Somut olayda; yargıtay bozma ilamının davacıya Tebligat Kanununun 10. maddesinin 1. fıkrası uyarınca tebliğe çıkarıldığı ve tebligatın adresin kapalı olması sebebi ile iade döndüğü, aynı adresin mernis adresi de olması sebebi ile bu kez T.K. 21/2 maddesi gereği tebliğ edilmesine dair tebliğ şerhini içerir şekilde tebliğ edildiği, akabinde tensip zaptı ve duruşma gününün de aynı adrese doğrudan T.K. m 21/2 ye göre tebliğ edildiği ve tarafların duruşmada hazır olmaması neticesinde dosyanın işlemden kaldırıldığı, 3 ay içerisinde yenilenmemesi sebebi ile de davanın açılmamış sayılmasına karar verildiği görülmüştür. Dosya içerisinde davacının mernis adresinin değiştiği ancak değişikliğin hangi tarihte gerçekleştiğinin anlaşılamadığı; ayrıca, tebliğ evrakının muhtarlığa bırakıldığına dair ihtaratın kapıya yapıştırıldığına dair dosya içerisinde belge de bulunmadığı görülmüştür. Hal böyle olunca, T.K. m 21/2 ye göre yapılan tebligatın usulüne uygun yapılmadığı ve davacının hukuki dinlenilme hakkının ihlal edildiği anlaşılmaktadır. Bu sebeple, davacının adresinin değiştiği tarih yönünden araştırma yapılarak yeni mersis adresine kanun ve yönetmelik hükümlerine göre usulüne uygun tebligat yapılarak, sonucun dairesinde bir hüküm kurulması gerekirken, yanılgılı değerlendirme ve eksik inceleme ile yazılı şekilde davanın açılmamış sayılmasına karar verilmesi doğru görülmemiş, bozmayı gerektirmiştir.
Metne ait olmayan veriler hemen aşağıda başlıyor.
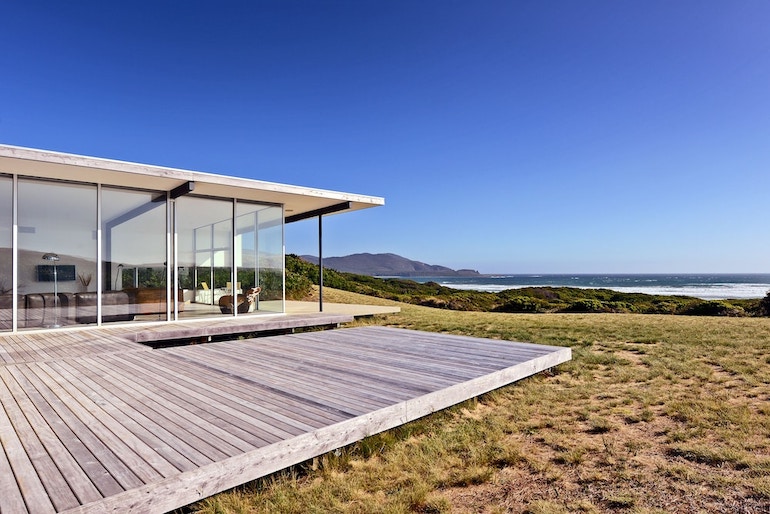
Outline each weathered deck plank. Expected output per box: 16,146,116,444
0,327,570,513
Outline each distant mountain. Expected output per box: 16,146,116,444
300,253,479,277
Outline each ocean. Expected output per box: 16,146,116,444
409,274,770,300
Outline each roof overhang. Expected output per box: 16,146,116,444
0,145,385,220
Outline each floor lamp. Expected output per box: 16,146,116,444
43,253,61,328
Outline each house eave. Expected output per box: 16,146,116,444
0,145,385,216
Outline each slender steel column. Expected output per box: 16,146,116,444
318,214,324,312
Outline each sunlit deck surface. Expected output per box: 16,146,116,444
0,314,570,508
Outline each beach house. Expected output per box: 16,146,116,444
0,145,384,332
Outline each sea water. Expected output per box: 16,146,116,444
409,274,770,300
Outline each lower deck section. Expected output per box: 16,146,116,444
0,326,571,513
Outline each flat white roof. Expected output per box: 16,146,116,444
0,145,385,218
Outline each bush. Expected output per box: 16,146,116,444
564,298,612,312
286,269,313,300
494,296,549,312
758,291,770,316
682,300,746,316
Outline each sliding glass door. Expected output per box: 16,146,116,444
17,179,97,328
102,187,166,322
0,175,13,331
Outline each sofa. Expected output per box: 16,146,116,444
124,287,184,315
0,288,184,331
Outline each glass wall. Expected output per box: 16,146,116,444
18,179,97,328
102,187,167,322
176,196,232,317
235,202,284,312
0,175,13,331
0,175,284,331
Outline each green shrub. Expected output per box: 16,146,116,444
682,300,746,316
494,296,549,312
563,298,611,312
757,291,770,316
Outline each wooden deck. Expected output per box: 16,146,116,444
0,327,570,514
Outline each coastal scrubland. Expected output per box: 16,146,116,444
192,289,770,514
286,255,770,317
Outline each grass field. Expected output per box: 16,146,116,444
188,290,770,513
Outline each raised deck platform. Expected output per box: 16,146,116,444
0,320,570,513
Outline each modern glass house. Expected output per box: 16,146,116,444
0,145,384,332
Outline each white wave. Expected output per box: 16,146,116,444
441,282,770,300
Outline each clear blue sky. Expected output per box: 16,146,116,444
0,0,770,273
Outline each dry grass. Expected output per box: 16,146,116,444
188,290,770,514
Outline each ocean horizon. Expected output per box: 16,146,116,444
408,273,770,300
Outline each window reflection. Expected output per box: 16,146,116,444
176,196,232,317
18,179,97,328
102,188,166,323
0,176,13,331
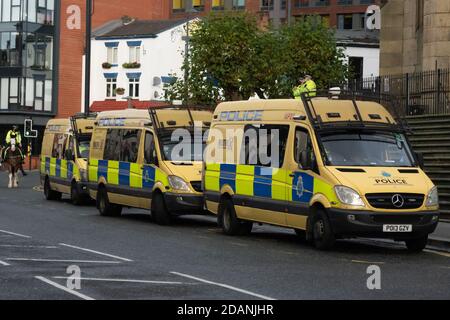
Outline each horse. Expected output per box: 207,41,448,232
2,139,22,189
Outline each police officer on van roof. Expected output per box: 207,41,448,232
2,125,27,176
293,75,317,100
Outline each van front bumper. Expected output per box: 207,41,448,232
164,192,203,215
328,208,440,240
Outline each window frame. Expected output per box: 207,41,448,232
105,78,117,99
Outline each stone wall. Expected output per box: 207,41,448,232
380,0,450,75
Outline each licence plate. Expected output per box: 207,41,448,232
383,224,412,232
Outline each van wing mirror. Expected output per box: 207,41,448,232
300,150,312,170
65,149,75,161
416,152,425,170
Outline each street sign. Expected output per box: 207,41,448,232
23,119,38,139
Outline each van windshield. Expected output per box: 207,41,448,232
321,131,415,167
78,134,91,159
160,131,206,162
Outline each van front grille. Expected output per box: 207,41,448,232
366,193,425,210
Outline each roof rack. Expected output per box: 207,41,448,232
301,88,410,132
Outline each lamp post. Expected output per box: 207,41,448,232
84,0,94,116
184,7,198,107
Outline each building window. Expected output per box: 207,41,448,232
337,13,366,30
106,47,118,64
192,0,205,11
211,0,225,10
261,0,273,11
172,0,185,12
34,79,45,110
11,0,22,21
0,32,21,66
106,78,117,99
416,0,424,30
128,78,139,98
129,47,141,63
233,0,245,10
36,0,55,24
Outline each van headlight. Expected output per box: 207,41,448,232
334,186,365,207
169,176,190,191
426,187,439,207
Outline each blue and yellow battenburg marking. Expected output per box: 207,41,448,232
41,156,80,181
205,163,336,203
89,159,169,190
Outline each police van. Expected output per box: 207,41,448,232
89,107,212,224
203,93,439,251
40,114,95,205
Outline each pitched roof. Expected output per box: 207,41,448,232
95,19,188,38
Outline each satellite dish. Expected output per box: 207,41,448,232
153,77,161,86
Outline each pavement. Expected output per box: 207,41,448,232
0,173,450,303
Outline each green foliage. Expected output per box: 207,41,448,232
165,12,347,105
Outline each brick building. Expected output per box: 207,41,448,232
380,0,450,75
0,0,378,156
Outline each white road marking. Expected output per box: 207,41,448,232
170,271,276,300
5,258,121,264
0,244,58,249
59,243,133,262
423,249,450,258
352,260,384,264
0,260,10,267
35,276,95,300
0,230,31,239
53,277,187,285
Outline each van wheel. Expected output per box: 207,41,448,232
152,192,172,226
217,199,253,236
70,181,83,206
44,177,62,200
312,210,335,250
405,235,428,253
294,229,306,240
97,187,122,217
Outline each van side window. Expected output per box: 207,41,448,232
294,128,317,171
52,133,67,160
240,125,289,168
64,136,76,161
103,129,122,161
120,129,141,162
144,131,156,164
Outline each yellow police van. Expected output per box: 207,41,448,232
89,107,212,224
203,93,439,252
40,115,95,205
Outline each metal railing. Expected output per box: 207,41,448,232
341,69,450,116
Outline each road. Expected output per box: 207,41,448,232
0,173,450,300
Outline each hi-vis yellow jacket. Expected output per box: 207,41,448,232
293,80,317,100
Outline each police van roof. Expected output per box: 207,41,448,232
46,118,95,134
97,107,212,127
214,98,395,124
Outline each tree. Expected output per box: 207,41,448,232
165,12,347,105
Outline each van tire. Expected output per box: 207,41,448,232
44,177,62,201
405,235,428,253
217,199,253,236
152,192,172,226
97,187,122,217
311,209,336,250
294,229,306,241
70,181,84,206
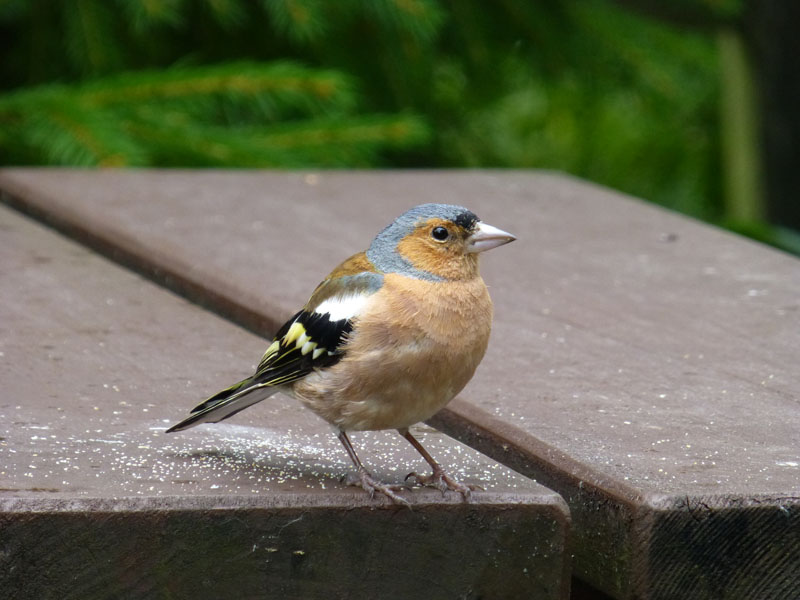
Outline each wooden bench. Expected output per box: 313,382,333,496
0,169,800,598
0,196,569,600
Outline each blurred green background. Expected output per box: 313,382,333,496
0,0,800,252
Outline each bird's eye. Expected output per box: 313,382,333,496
431,227,450,242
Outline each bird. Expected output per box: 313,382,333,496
167,203,516,505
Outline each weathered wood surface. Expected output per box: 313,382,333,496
0,170,800,598
0,207,569,600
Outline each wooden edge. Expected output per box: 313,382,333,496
0,178,285,337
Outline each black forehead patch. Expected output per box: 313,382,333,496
453,210,478,231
SONUÇ: Yukarıda açıklanan nedenlerle hükmün HUMK.nun 428. maddesi gereğince davacı yararına BOZULMASINA, peşin alınan temyiz harcının istek halinde temyiz edene iadesine, 6100 sayılı HMK"nun Geçici Madde 3 atfıyla 1086 sayılı HUMK"nun 440. maddesi gereğince karar düzeltme yolu kapalı olmak üzere, 16.01.2020 gününde oy birliğiyle karar verildi.